Black holes are known to have many strange properties, such as that they allow nothing—not even light—to escape after falling in. A lesser known but equally bizarre property is that black holes appear to "know" what happens in the future in order to form in the first place. However, this strange property arises from the way in which black holes are defined, which has motivated some physicists to explore alternative definitions.

In a new paper published in Physical Review Letters, Raphael Bousso, a professor at the University of California, Berkeley, and Lawrence Berkeley National Laboratory, and Netta Engelhardt, a graduate student at the University of California, Santa Barbara, have reported a new area law in general relativity that is based on an interpretation of black holes as curved geometric objects called "holographic screens."
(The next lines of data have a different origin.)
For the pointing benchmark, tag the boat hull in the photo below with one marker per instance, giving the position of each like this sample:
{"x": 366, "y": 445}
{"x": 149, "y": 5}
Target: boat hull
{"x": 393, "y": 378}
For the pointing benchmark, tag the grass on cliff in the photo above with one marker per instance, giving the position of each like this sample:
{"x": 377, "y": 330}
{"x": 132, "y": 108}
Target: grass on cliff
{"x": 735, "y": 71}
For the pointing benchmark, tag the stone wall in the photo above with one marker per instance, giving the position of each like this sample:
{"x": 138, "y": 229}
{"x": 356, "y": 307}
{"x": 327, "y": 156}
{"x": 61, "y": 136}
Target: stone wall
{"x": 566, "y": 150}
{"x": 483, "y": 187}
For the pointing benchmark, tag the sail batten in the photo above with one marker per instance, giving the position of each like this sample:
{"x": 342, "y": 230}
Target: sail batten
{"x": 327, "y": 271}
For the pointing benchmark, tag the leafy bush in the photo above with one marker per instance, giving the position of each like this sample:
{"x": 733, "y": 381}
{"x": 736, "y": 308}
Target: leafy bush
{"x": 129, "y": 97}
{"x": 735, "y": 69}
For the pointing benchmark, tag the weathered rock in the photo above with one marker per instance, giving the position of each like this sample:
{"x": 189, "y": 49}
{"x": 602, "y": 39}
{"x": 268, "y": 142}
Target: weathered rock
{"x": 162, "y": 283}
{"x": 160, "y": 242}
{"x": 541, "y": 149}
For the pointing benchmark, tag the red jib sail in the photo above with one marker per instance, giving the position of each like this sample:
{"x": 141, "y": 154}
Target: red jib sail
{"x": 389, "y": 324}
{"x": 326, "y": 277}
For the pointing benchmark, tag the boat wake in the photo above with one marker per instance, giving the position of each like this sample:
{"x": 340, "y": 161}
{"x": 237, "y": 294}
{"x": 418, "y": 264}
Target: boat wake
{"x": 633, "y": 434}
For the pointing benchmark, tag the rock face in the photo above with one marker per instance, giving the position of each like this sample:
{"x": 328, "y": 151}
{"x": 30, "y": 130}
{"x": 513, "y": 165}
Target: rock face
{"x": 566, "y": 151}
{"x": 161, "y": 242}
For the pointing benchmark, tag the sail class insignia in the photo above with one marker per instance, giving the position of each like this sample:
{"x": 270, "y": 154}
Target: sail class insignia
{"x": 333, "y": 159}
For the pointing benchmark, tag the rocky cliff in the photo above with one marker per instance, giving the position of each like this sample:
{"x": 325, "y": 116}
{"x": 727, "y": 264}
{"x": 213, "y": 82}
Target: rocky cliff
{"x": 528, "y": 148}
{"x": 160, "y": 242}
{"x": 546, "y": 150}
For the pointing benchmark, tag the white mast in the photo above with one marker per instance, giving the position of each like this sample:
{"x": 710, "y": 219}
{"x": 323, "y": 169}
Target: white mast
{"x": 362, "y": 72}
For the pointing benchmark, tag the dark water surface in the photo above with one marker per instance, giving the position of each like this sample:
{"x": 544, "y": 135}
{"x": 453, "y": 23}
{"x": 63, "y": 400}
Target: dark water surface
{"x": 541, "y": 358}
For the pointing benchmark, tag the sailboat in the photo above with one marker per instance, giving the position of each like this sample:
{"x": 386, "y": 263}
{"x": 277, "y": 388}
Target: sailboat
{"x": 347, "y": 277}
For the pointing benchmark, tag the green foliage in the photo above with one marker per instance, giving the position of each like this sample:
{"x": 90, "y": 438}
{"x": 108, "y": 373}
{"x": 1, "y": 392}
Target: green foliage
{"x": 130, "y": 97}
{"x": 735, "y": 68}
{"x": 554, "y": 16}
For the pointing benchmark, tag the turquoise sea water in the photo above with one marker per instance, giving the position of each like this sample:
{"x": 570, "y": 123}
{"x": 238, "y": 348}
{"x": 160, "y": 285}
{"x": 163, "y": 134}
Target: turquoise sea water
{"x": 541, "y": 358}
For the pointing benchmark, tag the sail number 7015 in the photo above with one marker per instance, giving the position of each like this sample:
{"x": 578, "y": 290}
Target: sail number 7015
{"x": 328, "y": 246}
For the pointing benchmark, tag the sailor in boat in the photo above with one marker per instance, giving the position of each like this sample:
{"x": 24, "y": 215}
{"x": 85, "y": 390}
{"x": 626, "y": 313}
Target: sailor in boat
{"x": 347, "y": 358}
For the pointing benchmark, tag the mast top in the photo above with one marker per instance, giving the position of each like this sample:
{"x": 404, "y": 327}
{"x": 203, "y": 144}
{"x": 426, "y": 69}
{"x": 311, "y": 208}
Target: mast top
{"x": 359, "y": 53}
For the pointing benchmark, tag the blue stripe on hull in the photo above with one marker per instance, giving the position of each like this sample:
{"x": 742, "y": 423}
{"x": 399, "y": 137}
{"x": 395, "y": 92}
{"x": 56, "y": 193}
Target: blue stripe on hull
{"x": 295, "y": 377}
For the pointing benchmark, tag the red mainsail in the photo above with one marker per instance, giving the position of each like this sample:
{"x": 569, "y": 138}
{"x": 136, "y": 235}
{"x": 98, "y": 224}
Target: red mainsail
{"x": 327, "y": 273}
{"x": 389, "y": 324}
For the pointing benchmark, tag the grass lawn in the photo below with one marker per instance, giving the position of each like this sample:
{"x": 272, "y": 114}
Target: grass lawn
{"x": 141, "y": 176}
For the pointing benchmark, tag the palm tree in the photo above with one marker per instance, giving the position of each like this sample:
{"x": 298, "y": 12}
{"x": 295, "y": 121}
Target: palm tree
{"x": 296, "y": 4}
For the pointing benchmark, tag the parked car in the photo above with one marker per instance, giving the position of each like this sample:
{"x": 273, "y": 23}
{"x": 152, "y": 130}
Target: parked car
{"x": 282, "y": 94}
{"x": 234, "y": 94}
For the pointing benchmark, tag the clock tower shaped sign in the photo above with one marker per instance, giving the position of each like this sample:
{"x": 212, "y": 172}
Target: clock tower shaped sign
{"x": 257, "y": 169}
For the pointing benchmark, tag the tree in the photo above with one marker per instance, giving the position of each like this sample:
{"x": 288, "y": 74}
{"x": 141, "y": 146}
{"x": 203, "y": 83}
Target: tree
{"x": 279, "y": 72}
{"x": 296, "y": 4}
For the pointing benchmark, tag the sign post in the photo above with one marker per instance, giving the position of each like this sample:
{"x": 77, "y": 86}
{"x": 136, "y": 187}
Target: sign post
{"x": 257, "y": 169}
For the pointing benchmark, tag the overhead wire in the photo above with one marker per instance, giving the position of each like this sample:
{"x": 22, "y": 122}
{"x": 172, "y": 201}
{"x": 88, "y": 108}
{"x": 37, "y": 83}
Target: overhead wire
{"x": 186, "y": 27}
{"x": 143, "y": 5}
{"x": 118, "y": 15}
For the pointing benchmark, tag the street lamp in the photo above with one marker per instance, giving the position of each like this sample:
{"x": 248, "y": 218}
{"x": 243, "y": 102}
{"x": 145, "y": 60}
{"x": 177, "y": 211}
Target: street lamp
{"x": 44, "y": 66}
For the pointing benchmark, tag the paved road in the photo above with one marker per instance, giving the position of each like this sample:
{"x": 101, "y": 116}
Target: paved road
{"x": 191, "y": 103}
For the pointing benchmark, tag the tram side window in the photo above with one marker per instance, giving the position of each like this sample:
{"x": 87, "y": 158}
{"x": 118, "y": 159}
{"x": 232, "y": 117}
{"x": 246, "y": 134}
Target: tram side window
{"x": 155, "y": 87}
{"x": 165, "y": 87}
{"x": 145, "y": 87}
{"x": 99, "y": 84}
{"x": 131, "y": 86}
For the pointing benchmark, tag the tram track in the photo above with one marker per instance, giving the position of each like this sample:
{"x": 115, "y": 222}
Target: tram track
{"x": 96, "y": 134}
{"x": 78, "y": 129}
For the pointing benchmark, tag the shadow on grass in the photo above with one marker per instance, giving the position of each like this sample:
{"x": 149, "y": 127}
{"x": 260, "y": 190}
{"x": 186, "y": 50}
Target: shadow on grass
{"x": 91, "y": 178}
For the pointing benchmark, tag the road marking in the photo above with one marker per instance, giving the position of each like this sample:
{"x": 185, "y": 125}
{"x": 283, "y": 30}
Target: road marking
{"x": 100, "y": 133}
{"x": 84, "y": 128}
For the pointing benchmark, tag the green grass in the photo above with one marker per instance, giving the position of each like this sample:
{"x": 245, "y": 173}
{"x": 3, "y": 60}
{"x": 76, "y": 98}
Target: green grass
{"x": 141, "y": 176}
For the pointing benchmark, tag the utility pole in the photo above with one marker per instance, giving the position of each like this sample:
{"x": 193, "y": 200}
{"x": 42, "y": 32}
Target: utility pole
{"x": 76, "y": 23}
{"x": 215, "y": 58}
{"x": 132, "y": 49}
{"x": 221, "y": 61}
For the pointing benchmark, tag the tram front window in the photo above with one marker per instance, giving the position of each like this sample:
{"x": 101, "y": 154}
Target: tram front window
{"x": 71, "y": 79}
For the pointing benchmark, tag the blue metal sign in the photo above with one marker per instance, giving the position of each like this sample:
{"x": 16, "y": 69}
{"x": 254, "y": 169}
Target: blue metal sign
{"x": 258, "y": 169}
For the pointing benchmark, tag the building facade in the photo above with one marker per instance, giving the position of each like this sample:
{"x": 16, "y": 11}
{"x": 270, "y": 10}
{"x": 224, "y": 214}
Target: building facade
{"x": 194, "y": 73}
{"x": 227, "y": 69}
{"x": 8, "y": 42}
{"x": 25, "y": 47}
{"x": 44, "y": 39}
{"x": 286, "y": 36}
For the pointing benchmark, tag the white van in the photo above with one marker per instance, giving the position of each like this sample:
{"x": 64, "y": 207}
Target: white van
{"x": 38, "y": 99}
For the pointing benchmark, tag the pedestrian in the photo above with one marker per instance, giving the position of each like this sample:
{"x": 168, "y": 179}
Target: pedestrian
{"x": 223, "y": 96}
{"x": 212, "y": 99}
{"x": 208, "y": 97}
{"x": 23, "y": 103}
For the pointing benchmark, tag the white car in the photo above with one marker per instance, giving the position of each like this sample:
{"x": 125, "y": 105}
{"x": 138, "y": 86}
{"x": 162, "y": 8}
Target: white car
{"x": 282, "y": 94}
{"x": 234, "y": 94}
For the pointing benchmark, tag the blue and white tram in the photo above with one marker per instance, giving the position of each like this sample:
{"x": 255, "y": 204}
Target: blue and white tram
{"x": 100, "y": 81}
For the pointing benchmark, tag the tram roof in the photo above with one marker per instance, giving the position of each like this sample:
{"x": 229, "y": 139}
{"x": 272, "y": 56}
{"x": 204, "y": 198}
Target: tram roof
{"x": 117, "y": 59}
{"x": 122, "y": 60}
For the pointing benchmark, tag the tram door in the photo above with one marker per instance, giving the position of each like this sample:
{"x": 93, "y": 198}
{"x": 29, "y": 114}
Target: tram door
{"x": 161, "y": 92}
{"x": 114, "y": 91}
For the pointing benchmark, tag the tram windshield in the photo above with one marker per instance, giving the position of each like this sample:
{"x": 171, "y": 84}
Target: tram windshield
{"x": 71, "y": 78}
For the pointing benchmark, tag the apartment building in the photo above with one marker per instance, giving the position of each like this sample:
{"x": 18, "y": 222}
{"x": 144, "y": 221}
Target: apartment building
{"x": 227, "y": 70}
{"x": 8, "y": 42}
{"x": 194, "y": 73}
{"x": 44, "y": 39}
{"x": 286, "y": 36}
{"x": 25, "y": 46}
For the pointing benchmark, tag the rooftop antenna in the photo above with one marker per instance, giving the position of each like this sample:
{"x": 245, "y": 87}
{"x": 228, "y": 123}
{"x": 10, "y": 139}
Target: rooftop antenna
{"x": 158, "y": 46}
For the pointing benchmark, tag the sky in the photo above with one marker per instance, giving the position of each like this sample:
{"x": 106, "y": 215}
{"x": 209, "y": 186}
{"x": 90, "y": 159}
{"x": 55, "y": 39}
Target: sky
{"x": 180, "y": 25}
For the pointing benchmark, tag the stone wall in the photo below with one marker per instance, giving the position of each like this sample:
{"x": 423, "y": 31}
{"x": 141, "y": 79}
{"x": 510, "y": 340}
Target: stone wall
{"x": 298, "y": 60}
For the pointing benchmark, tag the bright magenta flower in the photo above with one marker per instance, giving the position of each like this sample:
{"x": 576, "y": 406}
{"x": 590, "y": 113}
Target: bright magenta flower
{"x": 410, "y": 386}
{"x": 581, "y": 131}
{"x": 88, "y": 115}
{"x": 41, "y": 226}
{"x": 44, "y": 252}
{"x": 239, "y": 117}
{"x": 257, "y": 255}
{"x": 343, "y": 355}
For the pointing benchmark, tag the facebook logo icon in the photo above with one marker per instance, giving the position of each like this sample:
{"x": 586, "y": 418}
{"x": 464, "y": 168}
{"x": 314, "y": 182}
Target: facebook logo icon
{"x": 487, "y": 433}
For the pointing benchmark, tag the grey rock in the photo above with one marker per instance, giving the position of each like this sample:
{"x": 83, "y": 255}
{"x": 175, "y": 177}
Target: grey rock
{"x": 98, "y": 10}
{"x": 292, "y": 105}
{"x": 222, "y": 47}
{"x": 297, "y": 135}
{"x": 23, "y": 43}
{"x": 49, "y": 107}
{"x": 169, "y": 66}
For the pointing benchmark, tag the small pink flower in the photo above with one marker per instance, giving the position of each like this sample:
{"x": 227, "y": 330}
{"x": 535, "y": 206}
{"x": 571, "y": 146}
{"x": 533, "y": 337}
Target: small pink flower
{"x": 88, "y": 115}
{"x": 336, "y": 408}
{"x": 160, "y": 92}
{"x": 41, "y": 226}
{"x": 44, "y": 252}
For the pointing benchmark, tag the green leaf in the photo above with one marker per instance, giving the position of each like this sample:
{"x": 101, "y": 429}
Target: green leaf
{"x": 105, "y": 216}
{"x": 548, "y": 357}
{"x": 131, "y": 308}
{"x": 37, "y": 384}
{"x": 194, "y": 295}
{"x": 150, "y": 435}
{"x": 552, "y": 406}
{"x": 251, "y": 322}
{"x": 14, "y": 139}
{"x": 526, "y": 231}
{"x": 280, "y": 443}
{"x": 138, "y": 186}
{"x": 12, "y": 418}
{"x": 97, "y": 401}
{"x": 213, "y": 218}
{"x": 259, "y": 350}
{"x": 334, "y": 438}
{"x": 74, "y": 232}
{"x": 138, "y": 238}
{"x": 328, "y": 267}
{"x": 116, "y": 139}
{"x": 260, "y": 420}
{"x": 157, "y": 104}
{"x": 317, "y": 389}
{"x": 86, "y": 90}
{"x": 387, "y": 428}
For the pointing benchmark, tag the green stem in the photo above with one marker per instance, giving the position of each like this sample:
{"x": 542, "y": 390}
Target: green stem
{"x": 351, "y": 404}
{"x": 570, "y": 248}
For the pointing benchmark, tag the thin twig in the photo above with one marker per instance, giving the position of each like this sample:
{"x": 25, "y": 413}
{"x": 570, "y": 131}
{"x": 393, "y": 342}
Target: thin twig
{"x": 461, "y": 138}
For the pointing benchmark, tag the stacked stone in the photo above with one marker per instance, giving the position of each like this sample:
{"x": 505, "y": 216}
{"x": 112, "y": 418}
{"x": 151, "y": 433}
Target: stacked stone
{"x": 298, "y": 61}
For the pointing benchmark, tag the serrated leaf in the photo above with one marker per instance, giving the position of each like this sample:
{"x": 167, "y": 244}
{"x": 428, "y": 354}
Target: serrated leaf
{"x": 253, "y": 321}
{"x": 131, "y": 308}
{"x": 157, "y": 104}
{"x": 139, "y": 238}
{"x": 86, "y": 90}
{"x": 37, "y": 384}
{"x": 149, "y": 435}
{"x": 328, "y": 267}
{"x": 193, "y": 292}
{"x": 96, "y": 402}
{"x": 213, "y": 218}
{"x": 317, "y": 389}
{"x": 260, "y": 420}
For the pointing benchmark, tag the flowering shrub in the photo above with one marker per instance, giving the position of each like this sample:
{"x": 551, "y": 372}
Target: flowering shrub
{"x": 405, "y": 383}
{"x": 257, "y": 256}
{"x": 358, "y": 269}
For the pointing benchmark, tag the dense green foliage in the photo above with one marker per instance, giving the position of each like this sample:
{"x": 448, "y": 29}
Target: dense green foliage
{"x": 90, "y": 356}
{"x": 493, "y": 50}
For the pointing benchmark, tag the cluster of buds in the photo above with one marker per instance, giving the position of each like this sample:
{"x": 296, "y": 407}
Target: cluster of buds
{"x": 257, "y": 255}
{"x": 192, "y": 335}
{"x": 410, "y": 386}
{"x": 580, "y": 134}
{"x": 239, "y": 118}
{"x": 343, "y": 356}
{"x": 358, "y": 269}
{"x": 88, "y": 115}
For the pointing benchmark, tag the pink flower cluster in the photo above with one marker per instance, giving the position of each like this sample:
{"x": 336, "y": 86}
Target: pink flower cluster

"The so-called teleology of the black hole is an artifact of the way in which physicists define an event horizon: the event horizon is defined with respect to infinite future elapsed time, so by definition it 'knows' about the entire fate of the universe," Engelhardt told Phys.org. "In general relativity, the black hole event horizon cannot be observed by any physical observer in finite time, and there isn't a sense in which the black hole as an entity knows about future infinity. It is simply a convenient way of describing black holes."

As Engelhardt explained, one reason why holographic screens are so interesting is that they are defined in a way which depends on more local properties and does not require information about future infinity.

"This is one property that makes objects like holographic screens so appealing: they do not suffer from such bizarre properties in the way in which they are defined," she said.